En als wij terugdenken aan de schilders van het landschap en stadsgezicht der 17e eeuw, die zoovaak de historische achtergrond worden genoemd van de late en tenslotte verwaterde landschapskunst der vorige eeuw, dan is het onderscheid, b.v. met de stillevenachtige binnenhuiskunst van Pieter de Hoogh, de warme menschelijke lust in de samenleving, die adem is in de kunst van het burgerlijke leven van dien tijd en die in de kunst van Karsen afwezig is of als een diep weemoedige hunkering kleurt in het bewustzijn van vreemdheid en zich onderscheidende afzondering. Zij zijn, vele van de betere en de mindere binnenhuisschilders uit de 17e eeuw gemoedelijker vertellers van de burgerlijke samenleving.

Er is één zeventiende eeuwer, van grootscher en dieper dracht in de landschapskunst, die naar den geest Karsen zou hebben verstaan. Claude Lorrain, van voordracht en uiterlijk aspect zoo anders, heeft een in wezen verwante eenzame gestemdheid, een verwant zich verliezen in het heimwee van het late avondlicht. De stille en teruggetrokken levende Claude zou onder de weinigen zijn geweest, die in Karsen begrepen zou hebben, waarom hij tobde met het schilderen van menschelijke figuurtjes en dieren in zijn landschap. En in een anderen tijd, minder gevangen in de strikken van het verfijnde renaissancistische ikheidsbesef der Tachtigers, zou een aanleg als van Karsen, gelijk zoo herhaaldelijk Claude het heeft gedaan, een beroep hebben gewaagd op de kunde van helpers, om de dieren en menschen in zijn landschappen te schilderen, waarvoor hij zelf de vermogens ontbeerde. Maar zoo'n samenwerking was in den jongen tijd van Karsen, maar nu in niet mindere mate, een verouderde en innerlijk onmogelijk geworden gedachte, die alleen als curiosum nog wel eens werd uitgevoerd.

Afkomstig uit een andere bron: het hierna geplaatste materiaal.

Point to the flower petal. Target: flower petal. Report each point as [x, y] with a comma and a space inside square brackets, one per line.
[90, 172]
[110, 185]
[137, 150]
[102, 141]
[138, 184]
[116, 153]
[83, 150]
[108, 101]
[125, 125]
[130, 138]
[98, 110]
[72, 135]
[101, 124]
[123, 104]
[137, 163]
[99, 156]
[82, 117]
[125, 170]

Ook Claude was geen regelrecht schilder van droomen, zoo-

[p. 260]

min als Karsen. Zij geven het leven in de uren waarin de droomen ontstaan. Die op dien drempel leven, tusschen bewust en onbewust, tusschen geluid en stilte, zijn de aanschouwers van het Herinnering worden van het gebeuren en geschieden van leven. Zij kennen de wegen, waarover alle daad in herinnering vergaat. De pijn van dit overgaan en de nieuw gewonnen vreugde uit de durende bron van het zich-herinneren, ze zijn eigen aan al hun werken. En het geheim van onze liefde tot deze werken, is hetzelfde, dat ons nooit afhoudt van de krachten, die de gestorven dagen in de nieuwe diepte der herinnering hebben verworven.

 

A.M. Hammacher

214brief uit Nov. '96 van der Kinderen aan Diepenbrock.